El espejo quieto de la Factory

El fotógrafo neoyorquino Stephen Shore recuerda sus inicios junto a Warhol

La primera cámara que Stephen Shore tuvo en sus manos tenía forma de ratón Mickey y por eso sus primeras fotografías son una larga serie de estúpidas sonrisas. Detrás de aquel juguete para un niño estaba la primera lección que Shore (Nueva York, 1947) aprendió sobre lo que con el tiempo sería algo más que una profesión. Fotógrafo incansable del paisaje profundo de su país, Shore descubrió muy pronto la nada casual relación entre la cámara y su objetivo y la misteriosa naturaleza de un arte en el que observación, comprensión, imaginación e intención se cruzan de forma compleja.

Shore ha impartido en Madrid (y dentro del Campus de PhotoEspaña) un taller de fotografía y, además, la editorial Phaidon publica su libro Lección de fotografía, manual crítico derivado de sus años como profesor en la Bard Collage.

"Un pésimo estudiante dando lecciones, eso es la vida, ¿no?", dice el fotógrafo, impaciente por visitar el Prado con su mujer y aprovechar sus escasas horas libres en Madrid. Shore fue, a los 23 años, el primer fotógrafo al que el Metropolitan de Nueva York dedicó una exposición individual. Pero su carrera se había disparado cinco años antes, a los 17, cuando entró por azar a formar parte del grupo de habituales de la Factory de Andy Wharhol. "Fue una casualidad", explica, "durante mi último año de instituto yo apenas iba a clase y mis padres me daban por imposible, realmente no podían más conmigo. Estrené un corto en un cine de Nueva York que también estrenaba esa misma noche una de las películas de Warhol. Allí le conocí. Me llevó a la Factory y empecé a pasar por allí cada día. Dejé los estudios, era imposible resistirse a aquel mundo".

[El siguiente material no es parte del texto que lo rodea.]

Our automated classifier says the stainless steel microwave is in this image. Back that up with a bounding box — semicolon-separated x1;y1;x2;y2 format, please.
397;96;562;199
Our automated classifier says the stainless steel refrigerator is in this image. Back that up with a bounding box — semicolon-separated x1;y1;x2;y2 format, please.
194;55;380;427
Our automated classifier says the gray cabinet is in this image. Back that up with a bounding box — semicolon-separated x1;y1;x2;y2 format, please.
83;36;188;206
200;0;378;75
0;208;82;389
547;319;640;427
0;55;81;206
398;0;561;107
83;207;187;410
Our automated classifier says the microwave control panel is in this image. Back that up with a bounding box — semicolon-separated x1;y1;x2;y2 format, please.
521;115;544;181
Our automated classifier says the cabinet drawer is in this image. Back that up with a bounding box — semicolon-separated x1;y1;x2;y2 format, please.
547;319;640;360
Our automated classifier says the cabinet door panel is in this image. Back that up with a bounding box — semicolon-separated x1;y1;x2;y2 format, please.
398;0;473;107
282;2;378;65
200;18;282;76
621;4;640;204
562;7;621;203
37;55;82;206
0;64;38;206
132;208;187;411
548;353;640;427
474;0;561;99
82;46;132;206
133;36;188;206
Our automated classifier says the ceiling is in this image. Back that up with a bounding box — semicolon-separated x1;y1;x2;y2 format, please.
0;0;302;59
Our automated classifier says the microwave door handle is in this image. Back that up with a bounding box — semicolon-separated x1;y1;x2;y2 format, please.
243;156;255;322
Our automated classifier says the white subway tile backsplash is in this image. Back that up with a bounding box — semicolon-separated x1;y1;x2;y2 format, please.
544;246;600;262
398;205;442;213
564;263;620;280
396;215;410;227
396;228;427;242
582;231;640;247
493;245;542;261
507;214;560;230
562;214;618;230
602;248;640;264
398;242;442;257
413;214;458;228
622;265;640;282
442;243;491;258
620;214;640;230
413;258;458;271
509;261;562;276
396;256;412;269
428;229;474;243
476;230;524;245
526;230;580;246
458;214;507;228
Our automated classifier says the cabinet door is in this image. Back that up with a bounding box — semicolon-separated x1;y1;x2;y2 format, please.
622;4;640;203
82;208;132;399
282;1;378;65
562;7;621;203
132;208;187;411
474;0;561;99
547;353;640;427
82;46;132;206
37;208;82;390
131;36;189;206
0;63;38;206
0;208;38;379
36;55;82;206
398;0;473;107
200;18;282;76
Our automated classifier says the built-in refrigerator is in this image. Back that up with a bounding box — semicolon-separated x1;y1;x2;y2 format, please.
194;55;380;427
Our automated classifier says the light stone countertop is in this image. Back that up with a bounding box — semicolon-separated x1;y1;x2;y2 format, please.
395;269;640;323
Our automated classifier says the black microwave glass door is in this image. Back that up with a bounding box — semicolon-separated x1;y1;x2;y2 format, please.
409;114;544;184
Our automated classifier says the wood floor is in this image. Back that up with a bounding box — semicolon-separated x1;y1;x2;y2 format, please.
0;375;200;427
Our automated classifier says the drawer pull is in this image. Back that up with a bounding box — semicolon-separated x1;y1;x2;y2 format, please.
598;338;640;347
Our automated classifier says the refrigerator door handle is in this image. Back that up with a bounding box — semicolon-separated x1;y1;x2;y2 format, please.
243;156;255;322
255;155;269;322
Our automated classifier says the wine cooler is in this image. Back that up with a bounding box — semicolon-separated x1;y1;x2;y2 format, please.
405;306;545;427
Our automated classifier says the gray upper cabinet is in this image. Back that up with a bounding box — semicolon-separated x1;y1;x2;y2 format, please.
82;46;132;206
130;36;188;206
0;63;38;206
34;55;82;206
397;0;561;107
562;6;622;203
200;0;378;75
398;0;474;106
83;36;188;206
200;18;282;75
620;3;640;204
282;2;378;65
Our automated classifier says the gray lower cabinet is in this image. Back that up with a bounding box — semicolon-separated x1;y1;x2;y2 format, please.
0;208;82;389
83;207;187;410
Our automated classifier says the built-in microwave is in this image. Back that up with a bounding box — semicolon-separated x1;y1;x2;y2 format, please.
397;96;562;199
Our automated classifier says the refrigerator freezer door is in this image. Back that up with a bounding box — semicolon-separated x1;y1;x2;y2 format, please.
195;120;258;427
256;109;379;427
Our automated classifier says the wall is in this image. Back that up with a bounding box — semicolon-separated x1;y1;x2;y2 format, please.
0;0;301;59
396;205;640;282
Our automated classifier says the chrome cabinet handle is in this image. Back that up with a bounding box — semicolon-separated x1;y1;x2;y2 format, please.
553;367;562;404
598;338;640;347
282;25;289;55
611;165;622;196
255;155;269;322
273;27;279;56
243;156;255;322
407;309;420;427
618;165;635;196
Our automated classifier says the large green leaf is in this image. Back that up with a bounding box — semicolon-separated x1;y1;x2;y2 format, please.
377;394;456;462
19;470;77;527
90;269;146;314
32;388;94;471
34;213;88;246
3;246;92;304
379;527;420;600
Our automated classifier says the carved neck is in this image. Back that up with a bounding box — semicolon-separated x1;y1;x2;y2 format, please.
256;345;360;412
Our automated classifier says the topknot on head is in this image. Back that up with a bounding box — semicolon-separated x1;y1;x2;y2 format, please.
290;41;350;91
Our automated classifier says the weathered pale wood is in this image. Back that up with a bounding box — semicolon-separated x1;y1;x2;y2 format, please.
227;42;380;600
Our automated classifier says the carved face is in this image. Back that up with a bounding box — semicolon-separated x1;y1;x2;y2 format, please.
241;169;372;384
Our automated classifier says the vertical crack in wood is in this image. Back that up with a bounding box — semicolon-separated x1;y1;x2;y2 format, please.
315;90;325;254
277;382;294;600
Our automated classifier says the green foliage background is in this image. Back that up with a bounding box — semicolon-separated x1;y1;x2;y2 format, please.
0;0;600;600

Según el fotógrafo, lo más importante que aprendió allí fue a "pensar con una mirada estética". "Vi a un artista tomar decisiones una y otra vez, y observarle trabajar, implicando a todos en esas decisiones, no tuvo precio para mi futuro". Shore tomó fotos en blanco y negro de todos los protagonistas de aquella época -Eddie Sedgwick, Lou Reed...- convirtiéndose así en testigo y espejo impagable de aquella explosión única de talento. "Sin duda la relación con el tiempo es uno de los grandes misterios de la fotografía", afirma. "Y para mí esa relación es de dos tipos fundamentales, mientras en algunas fotografías el tiempo se congela, en otras tan sólo permanece quieto. Cualquiera puede atraparlo, están al alcance de todos". Para Shore (cuyo trabajo con el color y con la composición le han convertido en uno de los grandes) no existe una buena o mala fotografía sino un buen o mal esfuerzo. "No pienso en otros términos, sólo me interesa la fotografía como una prueba de exigencia. Me gusta trabajar con esa presión, con mucha presión, no hay nada espontáneo en lo que hago, todo es consecuencia de un trabajo previo, largo y meditado".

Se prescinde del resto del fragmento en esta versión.